Forum Moderators: goodroi

Message Too Old, No Replies

Should XML sitemap ONLY include actual URLs (not sort variants, etc)?

XML sitemaps and sort variants

         

domino66

4:10 pm on Feb 9, 2015 (gmt 0)

10+ Year Member Top Contributors Of The Month



I used the free Xenu program to generate an XML sitemap for my medium-sized Q&A site that has around 1,500 individual URLs.

HOWEVER, when I opened the XML file it generated, I saw that it actually included about DOUBLE the number of URLs my site actually has, because it included all sorts of variants of the same pages, for example with different sort orders or filters applied. So included in the XML sitemap were URLs like:
- http://example.com/threads?direction=asc&page=17&sort=title (index of threads sorted by title)
- http://example.com/threads?direction=desc&page=2&sort=title&tag%23Education=on (index of threads with both a sort-by-title and category-filter applied)
- http://example.com/threads/show/2283-lawyer?sort_by=newest (an individual Q&A page with content sorted by date)
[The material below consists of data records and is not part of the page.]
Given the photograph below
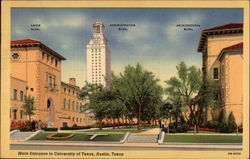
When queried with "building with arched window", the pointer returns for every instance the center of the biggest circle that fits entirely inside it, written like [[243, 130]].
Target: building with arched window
[[222, 55], [36, 71]]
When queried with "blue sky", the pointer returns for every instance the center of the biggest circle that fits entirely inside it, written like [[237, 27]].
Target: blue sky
[[155, 41]]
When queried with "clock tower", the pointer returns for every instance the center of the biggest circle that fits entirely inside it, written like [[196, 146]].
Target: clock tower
[[98, 57]]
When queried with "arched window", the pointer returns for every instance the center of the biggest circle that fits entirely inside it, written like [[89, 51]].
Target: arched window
[[77, 109], [73, 105], [64, 103], [69, 104]]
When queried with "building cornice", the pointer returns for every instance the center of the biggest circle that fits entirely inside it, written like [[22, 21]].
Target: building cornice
[[33, 43]]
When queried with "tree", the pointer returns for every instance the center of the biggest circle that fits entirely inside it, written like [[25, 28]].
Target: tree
[[183, 89], [137, 89], [231, 122], [29, 106], [98, 105], [165, 110]]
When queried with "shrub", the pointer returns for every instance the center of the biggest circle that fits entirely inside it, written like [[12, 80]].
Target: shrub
[[25, 129], [75, 128], [50, 129], [177, 128]]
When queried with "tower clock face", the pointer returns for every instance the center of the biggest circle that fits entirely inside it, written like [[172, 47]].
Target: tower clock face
[[15, 56]]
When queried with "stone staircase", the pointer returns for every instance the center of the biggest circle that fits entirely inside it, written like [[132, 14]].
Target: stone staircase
[[20, 135], [142, 138]]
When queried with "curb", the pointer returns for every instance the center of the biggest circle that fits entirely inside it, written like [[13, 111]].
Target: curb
[[125, 137], [161, 137], [14, 131], [36, 133]]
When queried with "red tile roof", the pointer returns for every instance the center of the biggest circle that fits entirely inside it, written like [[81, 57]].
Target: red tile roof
[[31, 42], [226, 26], [24, 41], [236, 46], [229, 49], [229, 28]]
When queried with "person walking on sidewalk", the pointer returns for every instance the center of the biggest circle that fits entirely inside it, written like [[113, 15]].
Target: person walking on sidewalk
[[39, 125], [33, 125]]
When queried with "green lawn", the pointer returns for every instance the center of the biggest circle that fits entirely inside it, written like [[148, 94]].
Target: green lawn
[[120, 130], [80, 137], [204, 132], [203, 138]]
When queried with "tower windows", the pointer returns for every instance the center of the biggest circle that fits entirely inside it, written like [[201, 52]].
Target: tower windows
[[215, 73], [15, 94]]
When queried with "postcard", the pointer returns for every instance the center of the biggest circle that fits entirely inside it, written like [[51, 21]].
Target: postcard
[[125, 79]]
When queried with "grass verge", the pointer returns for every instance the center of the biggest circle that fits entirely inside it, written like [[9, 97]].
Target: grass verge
[[203, 138], [80, 137]]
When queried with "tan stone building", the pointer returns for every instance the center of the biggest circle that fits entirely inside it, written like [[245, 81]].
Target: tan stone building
[[36, 71], [222, 53]]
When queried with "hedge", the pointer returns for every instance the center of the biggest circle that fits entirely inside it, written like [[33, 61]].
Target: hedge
[[50, 129]]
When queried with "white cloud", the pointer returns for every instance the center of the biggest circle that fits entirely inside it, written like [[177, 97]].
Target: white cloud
[[71, 21], [19, 32], [141, 31], [176, 34]]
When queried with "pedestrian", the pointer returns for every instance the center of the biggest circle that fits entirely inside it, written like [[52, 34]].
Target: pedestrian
[[48, 124], [33, 125], [39, 125]]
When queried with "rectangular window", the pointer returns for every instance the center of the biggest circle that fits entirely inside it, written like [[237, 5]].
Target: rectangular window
[[64, 103], [73, 105], [15, 113], [21, 114], [216, 73], [21, 95], [69, 104], [15, 94], [43, 56], [47, 58]]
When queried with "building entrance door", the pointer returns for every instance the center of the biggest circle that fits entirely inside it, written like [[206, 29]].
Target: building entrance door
[[51, 109]]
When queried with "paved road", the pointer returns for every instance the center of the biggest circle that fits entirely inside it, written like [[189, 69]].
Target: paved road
[[120, 147]]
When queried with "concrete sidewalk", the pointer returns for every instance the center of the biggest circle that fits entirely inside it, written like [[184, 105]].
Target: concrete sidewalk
[[134, 145], [153, 131]]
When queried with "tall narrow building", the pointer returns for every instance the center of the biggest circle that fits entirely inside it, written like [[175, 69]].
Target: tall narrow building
[[98, 57]]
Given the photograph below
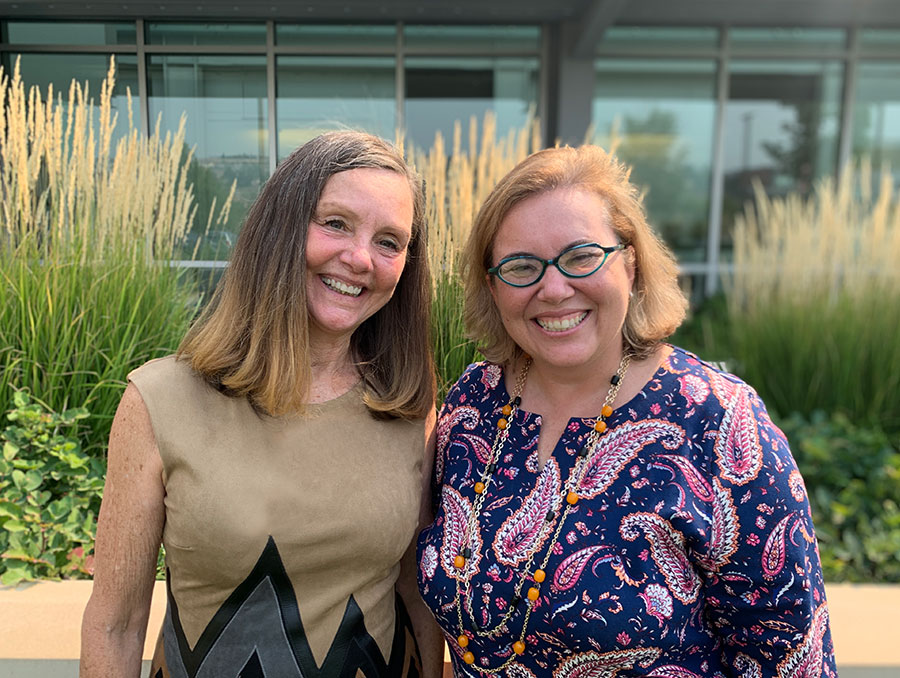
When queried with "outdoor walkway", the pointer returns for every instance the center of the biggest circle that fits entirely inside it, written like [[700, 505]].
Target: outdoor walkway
[[39, 629]]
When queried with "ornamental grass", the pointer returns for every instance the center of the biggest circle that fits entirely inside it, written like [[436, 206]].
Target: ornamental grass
[[86, 230], [814, 300]]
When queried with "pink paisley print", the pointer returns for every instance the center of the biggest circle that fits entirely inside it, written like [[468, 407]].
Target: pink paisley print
[[527, 529], [457, 510], [658, 601], [699, 486], [806, 660], [569, 570], [667, 551], [606, 665], [694, 389], [774, 550], [672, 671], [738, 450], [621, 445]]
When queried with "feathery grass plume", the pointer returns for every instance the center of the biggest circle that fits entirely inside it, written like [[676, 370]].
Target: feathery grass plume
[[815, 297], [455, 186], [86, 229]]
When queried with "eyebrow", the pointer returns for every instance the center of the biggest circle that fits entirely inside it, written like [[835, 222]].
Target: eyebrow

My question is simply whether those URL variants belong in an XML sitemap or not. Or does it really not matter (aka will Google ignore them anyway)? I figure cleaner is always better, so should I manually remove all of the URLs that are just sort/filter variants, leaving only "real" URLs?

lucy24

5:05 pm on Feb 9, 2015 (gmt 0)

WebmasterWorld Senior Member 10+ Year Member Top Contributors Of The Month



List only those URLs you want search engines to crawl. That's what the sitemap is for: "You may have overlooked this subdirectory which is hiding behind three layers of scripting".

:: insert boilerplate about whether an xml sitemap is even necessary at all ::

Including duplicate URLs in a sitemap would seem to be just asking for trouble.